La Terrasse

"La culture est une résistance à la distraction" Pasolini

Théâtre - Critique

Thyeste

Thyeste - Critique sortie Théâtre Strasbourg Théâtre National de Strasbourg
© Christophe Raynaud de Lage Thyeste, dans la mise en scène de Thomas Jolly.

Région / Théâtre National de Strasbourg / de Sénèque / traduction Florence Dupont / mes Thomas Jolly

Publié le 26 novembre 2018 - N° 271

Spectaculaire, implacable, éclatante : créée en ouverture du dernier Festival d’Avignon, la mise en scène de Thomas Jolly fait résonner avec une force sidérante le texte de Sénèque, admirablement traduit par Florence Dupont.

Si en juillet dernier Thomas Jolly a utilisé à merveille l’espace somptueux de la Cour d’honneur, nul doute que, même privée du ciel et des hauts murs du Palais, sa mise en scène parvienne à nouveau à exprimer toute l’implacabilité de cette si cruelle tragédie. Ainsi que sa beauté, dimension essentielle de ce théâtre total porté et structuré par la phénoménale puissance des mots. A jardin, un crâne monumental gît, les yeux clos et vides, la bouche ouverte. A cour, une main gigantesque se dresse, inextricablement immobile, tendue comme un appel, figée dans une soif vengeresse que rien ne peut contrer. Après Henri VI et Richard III de Shakespeare, Thomas Jolly et les siens explorent la métamorphose inéluctable de l’humain en monstre, à travers un cheminement spectaculaire, signifiant, rythmé par une partition composée par Clément Mirguet et par une myriade d’effets visuels parfaitement maîtrisés. Sans montrer la violence, la représentation tout entière est tenue par la force du récit et des voix. Aucune psychologie dans la trame de l’intrigue, seule compte la faim dévorante de vengeance, qui pervertit et annihile toute relation humaine, et transforme les personnages en automates qui agissent ou réagissent. C’est dans cette mécanisation forcenée, orchestrée de main de maître par Thomas Jolly, que s’exprime la tragédie. Dans la tension entre la froide et linéaire cruauté des actes et l’humanité touchante des affects. Au début du spectacle paraît le damné Tantale, meurtrier de son fils Pelops offert au banquet des dieux. Il s’extrait des eaux noires des Enfers, se lamente, contamine le palais. « Le mal est fait » : c’est ce que décrète la Furie, à travers la voix et la présence si singulières d’Annie Mercier.
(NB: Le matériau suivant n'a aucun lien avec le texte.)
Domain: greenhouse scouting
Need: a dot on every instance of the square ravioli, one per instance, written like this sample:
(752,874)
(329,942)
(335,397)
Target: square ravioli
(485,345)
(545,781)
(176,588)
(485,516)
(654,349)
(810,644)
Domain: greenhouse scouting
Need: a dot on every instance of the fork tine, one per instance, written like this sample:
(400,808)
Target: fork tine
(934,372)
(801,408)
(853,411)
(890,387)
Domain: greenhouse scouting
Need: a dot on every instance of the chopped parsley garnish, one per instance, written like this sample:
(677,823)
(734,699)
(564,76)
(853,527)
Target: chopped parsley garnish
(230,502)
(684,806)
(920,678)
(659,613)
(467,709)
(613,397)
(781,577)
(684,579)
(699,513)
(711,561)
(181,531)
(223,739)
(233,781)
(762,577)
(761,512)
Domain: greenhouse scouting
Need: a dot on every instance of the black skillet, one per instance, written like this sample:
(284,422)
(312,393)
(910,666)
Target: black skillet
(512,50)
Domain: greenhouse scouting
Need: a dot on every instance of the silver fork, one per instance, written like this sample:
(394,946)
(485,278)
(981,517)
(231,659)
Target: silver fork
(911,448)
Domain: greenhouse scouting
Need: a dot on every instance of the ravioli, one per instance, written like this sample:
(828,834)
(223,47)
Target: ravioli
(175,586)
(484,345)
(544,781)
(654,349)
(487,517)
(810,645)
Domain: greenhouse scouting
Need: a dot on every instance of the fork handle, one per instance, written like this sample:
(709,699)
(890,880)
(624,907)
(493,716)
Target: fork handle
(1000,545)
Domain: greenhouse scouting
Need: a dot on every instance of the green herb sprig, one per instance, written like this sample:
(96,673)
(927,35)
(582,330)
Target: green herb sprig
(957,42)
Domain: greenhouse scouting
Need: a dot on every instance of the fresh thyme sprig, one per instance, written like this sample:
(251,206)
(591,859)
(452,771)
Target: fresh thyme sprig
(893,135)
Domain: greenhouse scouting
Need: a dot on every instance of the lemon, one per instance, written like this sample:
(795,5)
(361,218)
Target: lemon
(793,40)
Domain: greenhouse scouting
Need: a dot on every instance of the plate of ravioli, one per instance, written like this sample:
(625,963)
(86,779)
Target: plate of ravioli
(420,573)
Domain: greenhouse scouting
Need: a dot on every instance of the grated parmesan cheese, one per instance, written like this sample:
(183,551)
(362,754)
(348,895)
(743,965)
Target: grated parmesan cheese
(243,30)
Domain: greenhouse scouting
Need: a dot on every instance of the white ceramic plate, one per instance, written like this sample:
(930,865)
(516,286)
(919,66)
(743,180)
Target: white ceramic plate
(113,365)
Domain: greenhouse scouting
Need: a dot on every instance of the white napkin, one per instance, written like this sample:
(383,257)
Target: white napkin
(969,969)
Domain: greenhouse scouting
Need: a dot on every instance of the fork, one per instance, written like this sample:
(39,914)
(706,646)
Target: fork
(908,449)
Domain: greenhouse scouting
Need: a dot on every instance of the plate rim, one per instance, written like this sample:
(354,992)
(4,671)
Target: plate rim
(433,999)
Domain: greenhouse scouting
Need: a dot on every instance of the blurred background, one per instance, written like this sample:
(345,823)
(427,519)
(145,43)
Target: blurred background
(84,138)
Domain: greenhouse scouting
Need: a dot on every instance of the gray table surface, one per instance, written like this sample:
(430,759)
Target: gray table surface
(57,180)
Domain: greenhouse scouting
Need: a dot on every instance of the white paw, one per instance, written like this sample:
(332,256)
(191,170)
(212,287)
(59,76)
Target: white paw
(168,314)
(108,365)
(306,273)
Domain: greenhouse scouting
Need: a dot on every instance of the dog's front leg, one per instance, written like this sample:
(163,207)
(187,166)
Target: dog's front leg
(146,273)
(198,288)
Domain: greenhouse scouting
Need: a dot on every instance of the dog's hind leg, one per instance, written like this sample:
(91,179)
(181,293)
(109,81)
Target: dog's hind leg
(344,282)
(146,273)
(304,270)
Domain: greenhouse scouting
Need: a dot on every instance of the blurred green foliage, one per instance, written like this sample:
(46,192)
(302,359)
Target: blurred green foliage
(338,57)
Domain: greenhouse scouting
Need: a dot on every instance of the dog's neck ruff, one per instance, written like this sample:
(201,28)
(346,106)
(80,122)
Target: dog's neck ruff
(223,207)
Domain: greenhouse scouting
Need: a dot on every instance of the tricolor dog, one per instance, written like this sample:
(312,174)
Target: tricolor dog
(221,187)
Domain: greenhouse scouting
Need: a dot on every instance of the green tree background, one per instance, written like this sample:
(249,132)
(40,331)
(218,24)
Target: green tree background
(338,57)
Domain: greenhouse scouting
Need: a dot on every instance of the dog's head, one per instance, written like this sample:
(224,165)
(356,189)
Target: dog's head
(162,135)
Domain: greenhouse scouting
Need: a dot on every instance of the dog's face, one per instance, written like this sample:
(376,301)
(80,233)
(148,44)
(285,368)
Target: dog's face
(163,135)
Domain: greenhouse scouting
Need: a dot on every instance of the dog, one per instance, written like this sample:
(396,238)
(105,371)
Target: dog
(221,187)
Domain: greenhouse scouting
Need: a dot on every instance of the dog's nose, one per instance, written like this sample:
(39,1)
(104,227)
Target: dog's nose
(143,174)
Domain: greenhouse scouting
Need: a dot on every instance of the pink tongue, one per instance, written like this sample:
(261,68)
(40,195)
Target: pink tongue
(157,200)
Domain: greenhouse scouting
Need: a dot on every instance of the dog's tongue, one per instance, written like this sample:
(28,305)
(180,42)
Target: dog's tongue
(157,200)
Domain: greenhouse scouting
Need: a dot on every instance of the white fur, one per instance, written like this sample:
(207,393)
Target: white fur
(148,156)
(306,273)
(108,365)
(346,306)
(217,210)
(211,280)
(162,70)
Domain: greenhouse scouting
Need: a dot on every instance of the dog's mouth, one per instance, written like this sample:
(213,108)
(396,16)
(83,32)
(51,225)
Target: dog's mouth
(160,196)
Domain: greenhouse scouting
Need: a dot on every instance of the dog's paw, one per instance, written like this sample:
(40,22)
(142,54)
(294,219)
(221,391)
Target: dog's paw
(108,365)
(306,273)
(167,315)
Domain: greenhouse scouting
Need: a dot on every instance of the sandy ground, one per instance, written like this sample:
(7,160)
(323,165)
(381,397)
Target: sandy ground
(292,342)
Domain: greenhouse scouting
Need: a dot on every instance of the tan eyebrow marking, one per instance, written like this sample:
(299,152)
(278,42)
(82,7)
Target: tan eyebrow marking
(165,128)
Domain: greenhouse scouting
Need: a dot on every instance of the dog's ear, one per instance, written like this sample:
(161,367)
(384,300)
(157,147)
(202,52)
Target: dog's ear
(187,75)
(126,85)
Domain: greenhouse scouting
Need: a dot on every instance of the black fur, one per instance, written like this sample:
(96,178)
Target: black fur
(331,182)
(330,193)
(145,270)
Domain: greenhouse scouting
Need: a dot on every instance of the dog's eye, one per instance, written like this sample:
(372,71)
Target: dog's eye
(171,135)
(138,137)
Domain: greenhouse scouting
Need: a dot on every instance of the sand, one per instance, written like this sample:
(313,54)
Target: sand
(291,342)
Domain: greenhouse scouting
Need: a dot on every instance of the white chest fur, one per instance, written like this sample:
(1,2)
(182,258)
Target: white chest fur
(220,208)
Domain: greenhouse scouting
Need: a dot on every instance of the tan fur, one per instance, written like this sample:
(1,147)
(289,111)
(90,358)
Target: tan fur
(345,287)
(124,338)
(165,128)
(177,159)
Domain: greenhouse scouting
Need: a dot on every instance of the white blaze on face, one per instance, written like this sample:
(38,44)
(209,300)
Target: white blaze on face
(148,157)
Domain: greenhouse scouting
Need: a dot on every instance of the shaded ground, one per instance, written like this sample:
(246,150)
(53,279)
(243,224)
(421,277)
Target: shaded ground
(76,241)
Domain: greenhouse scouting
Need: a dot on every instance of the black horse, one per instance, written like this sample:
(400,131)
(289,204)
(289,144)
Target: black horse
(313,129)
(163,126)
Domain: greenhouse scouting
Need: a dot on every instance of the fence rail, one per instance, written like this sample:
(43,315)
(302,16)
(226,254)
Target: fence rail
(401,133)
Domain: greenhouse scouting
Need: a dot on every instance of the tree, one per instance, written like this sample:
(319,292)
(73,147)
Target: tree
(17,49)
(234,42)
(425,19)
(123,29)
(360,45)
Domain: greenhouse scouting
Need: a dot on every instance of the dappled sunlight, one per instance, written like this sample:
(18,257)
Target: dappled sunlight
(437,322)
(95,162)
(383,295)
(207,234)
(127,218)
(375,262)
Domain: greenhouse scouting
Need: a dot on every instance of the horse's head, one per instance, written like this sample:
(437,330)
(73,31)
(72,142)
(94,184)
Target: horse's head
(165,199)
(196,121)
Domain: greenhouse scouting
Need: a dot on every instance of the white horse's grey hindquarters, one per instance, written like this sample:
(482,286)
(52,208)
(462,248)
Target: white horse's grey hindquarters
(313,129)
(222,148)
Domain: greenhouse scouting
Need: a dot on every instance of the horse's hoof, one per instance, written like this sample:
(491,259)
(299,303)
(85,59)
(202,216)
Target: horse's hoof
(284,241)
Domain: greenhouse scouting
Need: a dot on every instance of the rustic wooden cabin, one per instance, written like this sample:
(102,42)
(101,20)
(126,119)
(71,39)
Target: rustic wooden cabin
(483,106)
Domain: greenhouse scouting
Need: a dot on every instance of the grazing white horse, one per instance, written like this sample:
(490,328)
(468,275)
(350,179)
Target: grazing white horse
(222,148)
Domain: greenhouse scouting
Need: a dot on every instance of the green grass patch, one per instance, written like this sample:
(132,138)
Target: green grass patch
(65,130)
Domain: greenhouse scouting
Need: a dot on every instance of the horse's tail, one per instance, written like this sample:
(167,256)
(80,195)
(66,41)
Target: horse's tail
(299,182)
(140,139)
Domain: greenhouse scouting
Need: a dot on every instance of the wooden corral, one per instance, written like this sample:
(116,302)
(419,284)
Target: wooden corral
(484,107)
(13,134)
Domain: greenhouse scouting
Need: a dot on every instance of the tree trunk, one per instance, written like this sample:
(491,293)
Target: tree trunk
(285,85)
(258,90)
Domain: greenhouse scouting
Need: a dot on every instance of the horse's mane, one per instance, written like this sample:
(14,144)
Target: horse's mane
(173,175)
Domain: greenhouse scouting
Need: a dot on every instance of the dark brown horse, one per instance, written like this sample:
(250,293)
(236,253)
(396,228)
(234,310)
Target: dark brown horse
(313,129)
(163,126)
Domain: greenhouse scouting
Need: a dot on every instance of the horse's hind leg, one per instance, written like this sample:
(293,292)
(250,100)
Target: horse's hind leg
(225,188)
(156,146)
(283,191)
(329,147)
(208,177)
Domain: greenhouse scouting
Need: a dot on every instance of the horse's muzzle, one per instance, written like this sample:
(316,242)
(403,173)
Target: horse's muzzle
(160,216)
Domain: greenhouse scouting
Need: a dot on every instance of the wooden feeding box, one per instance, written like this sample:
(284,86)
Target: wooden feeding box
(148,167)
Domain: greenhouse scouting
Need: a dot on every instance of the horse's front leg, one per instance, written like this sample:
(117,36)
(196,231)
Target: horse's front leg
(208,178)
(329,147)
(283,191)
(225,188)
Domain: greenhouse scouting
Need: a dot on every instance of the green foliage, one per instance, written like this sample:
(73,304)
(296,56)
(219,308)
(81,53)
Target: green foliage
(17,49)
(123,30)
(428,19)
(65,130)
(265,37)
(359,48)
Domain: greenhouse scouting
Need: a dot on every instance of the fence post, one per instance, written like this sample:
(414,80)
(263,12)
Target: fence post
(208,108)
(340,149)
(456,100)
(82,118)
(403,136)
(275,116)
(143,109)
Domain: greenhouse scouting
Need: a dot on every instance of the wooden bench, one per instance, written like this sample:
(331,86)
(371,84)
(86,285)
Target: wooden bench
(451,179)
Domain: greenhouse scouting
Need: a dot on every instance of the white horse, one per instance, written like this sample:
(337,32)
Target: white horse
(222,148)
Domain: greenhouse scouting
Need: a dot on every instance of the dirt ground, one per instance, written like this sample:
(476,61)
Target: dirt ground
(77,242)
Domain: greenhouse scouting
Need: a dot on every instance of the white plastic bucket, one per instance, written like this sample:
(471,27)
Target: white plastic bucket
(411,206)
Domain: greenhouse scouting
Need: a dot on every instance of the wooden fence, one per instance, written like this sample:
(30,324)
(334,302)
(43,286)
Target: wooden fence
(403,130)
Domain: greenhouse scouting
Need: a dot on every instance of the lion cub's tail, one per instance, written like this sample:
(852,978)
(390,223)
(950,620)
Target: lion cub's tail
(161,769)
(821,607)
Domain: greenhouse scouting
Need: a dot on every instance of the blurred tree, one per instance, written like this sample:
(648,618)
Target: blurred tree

L’affrontement entre Atrée (Thomas Jolly) et Thyeste (Damien Avice), petits-fils de Tantale, héritiers d’une dynastie maudite, ignore ensuite toutes limites.

Plongée dans les ténèbres

« Il me faut la démesure. » déclare Atrée, paré d’un costume éclatant, qui en s’affirmant l’égal du soleil se soustrait à la communauté des hommes. Trompé par Thyeste qui lui disputait le trône d’Argos et a séduit sa femme pour arriver à ses fins, Atrée a exilé son frère. S’il le fait revenir, ce n’est pas pour sceller le banquet de la réconciliation, mais pour assouvir sa vengeance, en lui servant ses trois enfants à manger, en un effarant rituel sacrificiel. La douleur a cédé la place à la fureur, et à la violence extrême, qui blesse l’ordre du monde, en un attentat contre l’humanité dont l’horreur est soulignée par la poignante gémellité des deux frères. Les chœurs, à l’exception du premier qui est intégré au discours de la Furie lors de la première scène, sont interprétés par Emeline Frémont, qui slame vigoureusement le texte sur des musiques d’aujourd’hui, ou se fait tremblante lorsqu’elle évoque la préparation du banquet. Elle est rejointe par un chœur d’enfants juste avant que le jour ne déserte. Une plongée dans les ténèbres qui interroge directement le public sur le surgissement de la part du monstre en l’homme. Lorsqu’enfin s’épuise le ressassement de la haine, les mots de Sénèque le stoïcien paraissent : « Une seule chose peut nous rendre la paix : c’est un traité d’indulgence mutuelle. » Une question de volonté…

Agnès Santi

A propos de l'événement

Thyeste
du mercredi 5 décembre 2018 au samedi 15 décembre 2018
Théâtre National de Strasbourg
1 avenue de la Marseillaise, 67000 Strasbourg

Du 5 au 14 décembre à 20h, le 15 à 16h, relâche le 9. Tél : 03 88 24 88 24. Les 19 et 20 décembre au Théâtre des Salins à Martigues. En janvier à Charleroi et La Rochelle. En février aux Célestins à Lyon. En mars à Caen, Antibes, Toulon, Marseille. En avril à Châtenay-Malabry et Lille.

Spectacle vu en juillet 2018 lors du Festival d’Avignon. Durée : 2h30.